# Radiance Hazer



## Radman (Mar 14, 2006)

Has anyone used the new Radiance hazer by LeMaitre? I am thinking of getting it at school, we don't currently have a hazer, and I think it looks to be a rock solid choice. Not only would it be great for school productions, but we could rent it out, too. So basically I'm just asking for opinions on it or a more suitable hazer. Peter Morse and Eric Wade have given testimonials actually that are on the LeMaitre site. http://www.lemaitrefx.com/

Thanks


----------



## len (Mar 14, 2006)

Great product. At full intensity it looks almost like a fogger. Don't know much about dependability since it is new. 

If I were planning on renting it out, I'd get the case and the fan. Expensive, but will keep everything protected and should enable to raise the $$ enough to pay for it.


----------



## BillESC (Mar 14, 2006)

Ryan,

The Radiance is the replacement for the famous Neutron XS. We've shipped a bunch and had no returns to date.

Note; Le Maitre is having a price increase of 5 to 7% the first of April.


----------



## Radman (Mar 14, 2006)

BillESC said:


> Ryan,
> Note; Le Maitre is having a price increase of 5 to 7% the first of April.



That sholdn't be a problem, we're putting it on the purchase order today I believe.

I'd ask to get the touring pack but we don't actually have that much money, at least not without sacrificing gels and lamps and whatnot for the current show. I'm gonna need those lamps, so we'll live without the case and fan. It would be more of an occasional rent out to a theatre or concert than a regular deal. Not that many people in this town actually need one.

Thanks everyone, I'm really excited to finally get to use haze (w00t!)


----------



## Radman (Mar 22, 2006)

Well we got it, and the thing is pretty awesome! It has such a high output! I tested it out and it was almost too much on the lowest setting (well the lowest setting that wasn't OFF)! It should be great, I'll be controlling it via DMX from the light board so I'll have control, and I should be able to produce different atmospheres for different scenes fairly easily. Does anyone have a personality for it for an Express? Should I even bother with one? I have many questions now, as I've never worked with a hazer...lol.


----------



## len (Mar 22, 2006)

Radman said:


> Does anyone have a personality for it for an Express? Should I even bother with one? I have many questions now, as I've never worked with a hazer...lol.



I don't bother with specific personalities on effects like that. Just give it 2 channels, 1 for output and 1 for fan. You'll be fine.


----------



## pacman (May 12, 2006)

We just bought a Radiance hazer. I agree with the comment that at highest speed/output, you get more of a fog effect than haze.
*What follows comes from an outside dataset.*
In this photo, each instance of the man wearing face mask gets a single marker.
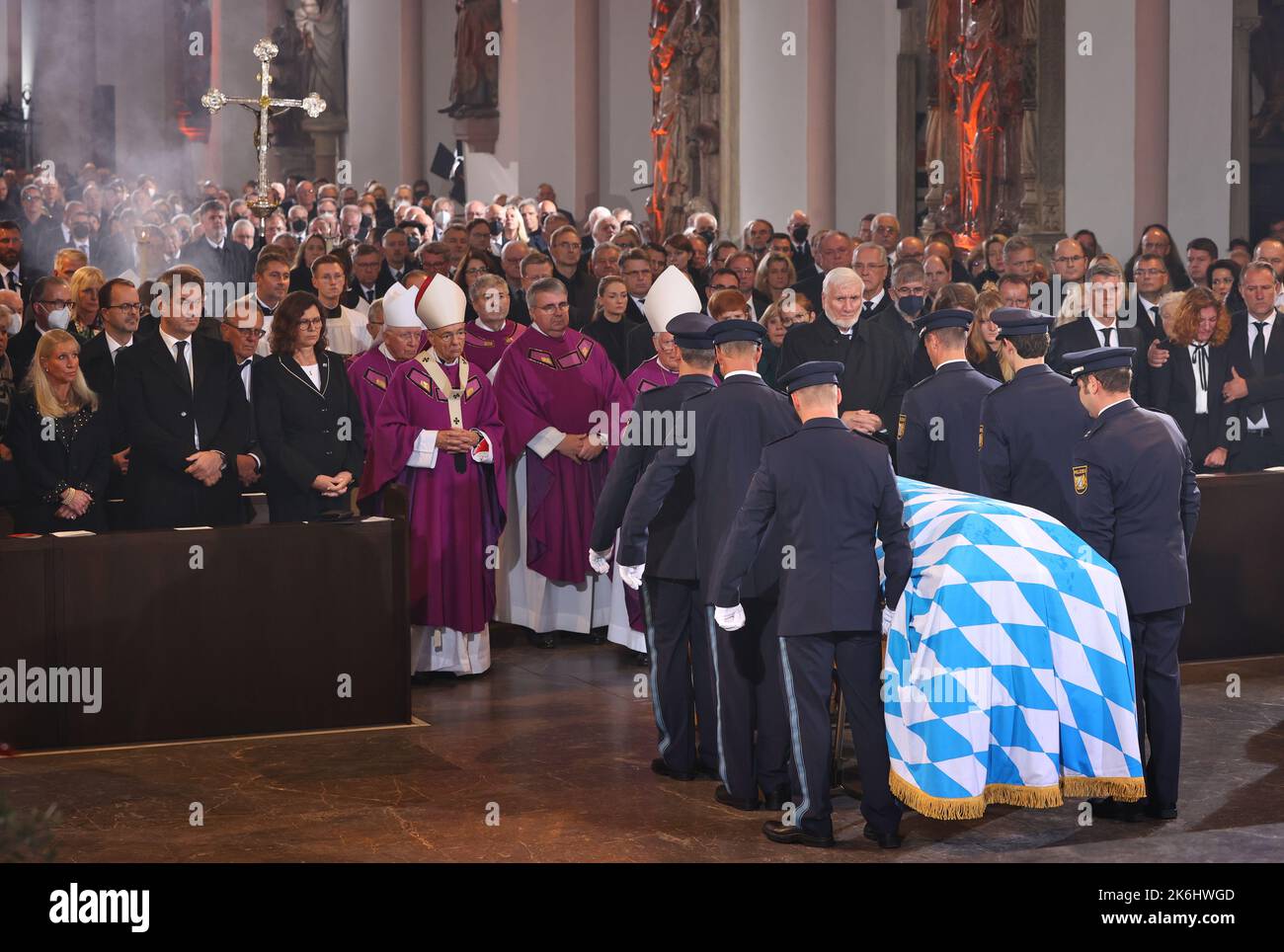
(940, 417)
(908, 296)
(50, 303)
(799, 226)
I was late turning the unit on one night, so I set it to max to cover the stage & ended up with clouds rather than haze. Given a little time, it will disperse to a nice even haze. At lower speed/output, you'll not get the "puffs," but a fine haze; it's all in how you set the controls. We used it for the opening scene in a show & then shut it down. The haze was pretty much gone by into the third scene. My previous experience with DF50s was haze that would be around for days, so it's nice to have a machine that will dissipate relatively quickly (& not leave an oily mess on everything). I would rather have it go away & have to run the machine again, than to have haze in a scene that shouldn't. By the way, one machine produced enough haze to fill a 44x32 stage. It also seems to use very little fluid.


----------



## asb002 (May 20, 2006)

We rented a Radiance for one of our musicals, it was awesome! Unfortunately, it set off the smoke sensors in the house, so we couldn't use it. It was simply the best hazer I ever used.


----------



## Radman (May 20, 2006)

So as if I was already warned of this enough, I saw the show yesterday and lo and behold the haze stops center stage. Then goes up, and over the curtains, to backstage. Houston we have a problem. This didn't occur at the few rehearsals I was able to run haze for. After a bit of investigation, I've come to an educated guess.

Before I left one day I noticed that the vents in the house blew pretty well, which turns out to be a good thing, as it keeps the haze out of the house and just on the stage.

During the performance, the haze, even with fans to push it across, refused to make it any further than center stage.

I then noticed when I walked up to the stage left door (hazer SR) backstage, that the door was cracked and a considerable draft was coming through. Okay, I'm thinking, the stage has negative air pressure. There's a start.

Then I saw that on the other side of the stage, all the haze was filling up a hallway that leads to the outside. Now we're getting somewhere.

Cracking the outside door, haze immediately rushes out.

So the building is pressurized. Specifically, the halls are pressurized, and the theater is acting as a sort of "locks" (think river locks) for the pressure to get outside. So the air is flowing forcefully against us in on the stage. Argh. Easy fix, move hazer to the other side. Hah we have one performance left. Oh well, it can look right at least once.


----------



## len (May 20, 2006)

Radman said:


> So as if I was already warned of this enough, I saw the show yesterday and lo and behold the haze stops center stage. Then goes up, and over the curtains, to backstage. Houston we have a problem.



I think this is the biggest problem lighting people have. You test, you test, you test, and still at show time some seemingly random door opening or closing screws the effect.


----------



## Radman (May 21, 2006)

I stuck the hazer on the other side of the stage today, though just my luck the weather was different or something today because the theater was about the same pressure as the halls AND the outside. And plus it was too much behind the masking so it bounced backstage anyways. But I snuck back and moved it during intermission and didn't get any more complaints. Then I watched the show from the house and noticed that I didn't notice any of the flaws in the show that I normally notice from the booth. It was actually not that bad a show! Plus I only ever got positive comments about it (well one girl said the colors were kinda random but that was true I wasnt able to order gels and our stock was kinda slim pickins) so all in all it turned out to be a good show. I wanna see pictures really bad now! I'll be sure to post some to show how it turned out.


----------



## soundman1024 (May 21, 2006)

If you're having trouble with haze not getting to one side of the stage due to a draft don't try to fight it. Work with it. Put your hazer on the other side and let the draft carry it to the side it was having problems on. Also if it is going up consider trying different fluids. Some are lighter than others and go up easily, others are heavy and stay low to the ground. Also think about a fan up high pointing down to try to move air down. Make sure your fan isn't on a dimmer though. I wouldn't guess you would try that, but just wanting to make sure that it doesn't end up there.


----------